Für das Amt des Oberbürgermeisters oder der Oberbürgermeisterin treten vier Bewerber*innen an. Zugelassen wurden Onyekachi Oshionwu für Bündnis 90/Die Grünen, Dr. Florian Dinger für die SPD, Dr. Ehsan Kangarani für die CDU sowie Dr. Thomas Eilt Goes für Die Linke.
Für die Wahl zum Rat der Stadt Göttingen wurden insgesamt 52 Wahlvorschläge eingereicht. Damit entspricht die Zahl der Einreichungen der Kommunalwahl 2021. Die Wahlvorschläge stammen von den Parteien CDU, SPD, Bündnis 90/Die Grünen, FDP, BSW, AfD, Die Linke, Die PARTEI und Volt. Hinzu kommen die Wählergruppen Wähler*innengemeinschaft Göttinger Linke (GöLinke) und Bündnis für nachhaltige Stadtentwicklung (BfnS) sowie ein Einzelwahlvorschlag.
Für die Wahlen der neun Ortsräte wurden insgesamt 37 Wahlvorschläge eingereicht. Bei der Kommunalwahl 2021 waren es 39. Die Vorschläge kommen von den Parteien CDU, SPD, Bündnis 90/Die Grünen, FDP, AfD, Die Linke und Volt sowie den Wählergruppen Wähler*innengemeinschaft Göttinger Linke (GöLinke), Bündnis für nachhaltige Stadtentwicklung (BfnS), Wir westliche Dörfer und Zukunft West – Bürger für unsere Stadtteile.
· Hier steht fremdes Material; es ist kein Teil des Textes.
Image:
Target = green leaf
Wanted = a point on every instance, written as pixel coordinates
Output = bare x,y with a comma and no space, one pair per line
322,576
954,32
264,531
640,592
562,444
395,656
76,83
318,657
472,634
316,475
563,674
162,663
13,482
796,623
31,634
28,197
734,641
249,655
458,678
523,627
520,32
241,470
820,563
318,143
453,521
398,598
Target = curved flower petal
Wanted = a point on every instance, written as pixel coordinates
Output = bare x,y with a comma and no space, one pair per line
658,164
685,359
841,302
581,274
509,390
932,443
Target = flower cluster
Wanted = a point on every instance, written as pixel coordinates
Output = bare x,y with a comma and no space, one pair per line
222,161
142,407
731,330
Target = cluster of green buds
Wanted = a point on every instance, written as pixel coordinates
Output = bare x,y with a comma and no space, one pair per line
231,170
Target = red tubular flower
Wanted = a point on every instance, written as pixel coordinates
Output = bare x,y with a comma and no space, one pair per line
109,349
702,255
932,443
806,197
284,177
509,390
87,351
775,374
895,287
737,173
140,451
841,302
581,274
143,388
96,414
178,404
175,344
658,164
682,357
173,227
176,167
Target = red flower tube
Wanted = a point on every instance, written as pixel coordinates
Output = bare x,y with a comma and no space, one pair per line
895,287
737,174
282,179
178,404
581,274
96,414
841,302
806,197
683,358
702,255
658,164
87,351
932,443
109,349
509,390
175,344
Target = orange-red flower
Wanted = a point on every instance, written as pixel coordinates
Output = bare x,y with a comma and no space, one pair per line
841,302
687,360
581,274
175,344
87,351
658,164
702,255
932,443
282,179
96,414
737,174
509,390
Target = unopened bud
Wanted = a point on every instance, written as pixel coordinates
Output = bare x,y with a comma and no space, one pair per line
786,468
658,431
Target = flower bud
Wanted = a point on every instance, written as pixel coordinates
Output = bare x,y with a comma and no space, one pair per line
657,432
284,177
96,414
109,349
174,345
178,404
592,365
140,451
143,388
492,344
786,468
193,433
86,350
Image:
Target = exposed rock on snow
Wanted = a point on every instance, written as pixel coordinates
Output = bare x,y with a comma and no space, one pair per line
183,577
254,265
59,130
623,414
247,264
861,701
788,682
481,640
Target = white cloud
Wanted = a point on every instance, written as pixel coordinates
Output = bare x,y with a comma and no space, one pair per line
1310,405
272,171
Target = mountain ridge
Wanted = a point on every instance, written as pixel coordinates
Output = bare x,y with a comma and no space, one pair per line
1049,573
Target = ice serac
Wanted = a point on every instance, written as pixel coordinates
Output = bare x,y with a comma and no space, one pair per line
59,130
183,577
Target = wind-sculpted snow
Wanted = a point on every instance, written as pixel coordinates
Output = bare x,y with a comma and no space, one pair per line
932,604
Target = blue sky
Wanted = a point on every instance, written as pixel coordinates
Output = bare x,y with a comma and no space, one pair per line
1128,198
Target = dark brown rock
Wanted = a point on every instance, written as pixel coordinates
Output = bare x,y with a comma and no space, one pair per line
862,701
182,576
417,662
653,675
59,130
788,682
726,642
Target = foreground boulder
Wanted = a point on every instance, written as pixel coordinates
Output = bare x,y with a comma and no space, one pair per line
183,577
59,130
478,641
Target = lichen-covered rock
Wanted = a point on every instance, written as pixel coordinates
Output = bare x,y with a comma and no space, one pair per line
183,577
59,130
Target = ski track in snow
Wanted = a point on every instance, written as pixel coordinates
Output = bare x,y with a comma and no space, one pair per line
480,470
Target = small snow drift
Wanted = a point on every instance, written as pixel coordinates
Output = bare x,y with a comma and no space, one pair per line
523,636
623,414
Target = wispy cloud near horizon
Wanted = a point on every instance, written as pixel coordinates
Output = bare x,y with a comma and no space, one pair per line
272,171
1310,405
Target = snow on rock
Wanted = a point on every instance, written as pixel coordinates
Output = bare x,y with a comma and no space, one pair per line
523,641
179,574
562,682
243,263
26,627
Insgesamt stellen sich bei der Kommunalwahl 2026 in Göttingen 573 Kandidatinnen und Kandidaten zur Wahl. Das sind zwölf weniger als bei der Kommunalwahl 2021, als 585 Personen kandidierten. Bei der Kommunalwahl 2016 waren es 560 Kandidierende. Für die Ratswahl bewerben sich in den fünf Wahlbereichen 351 Personen. Für die Wahlen zu den neun Ortsräten kandidieren 222 Personen.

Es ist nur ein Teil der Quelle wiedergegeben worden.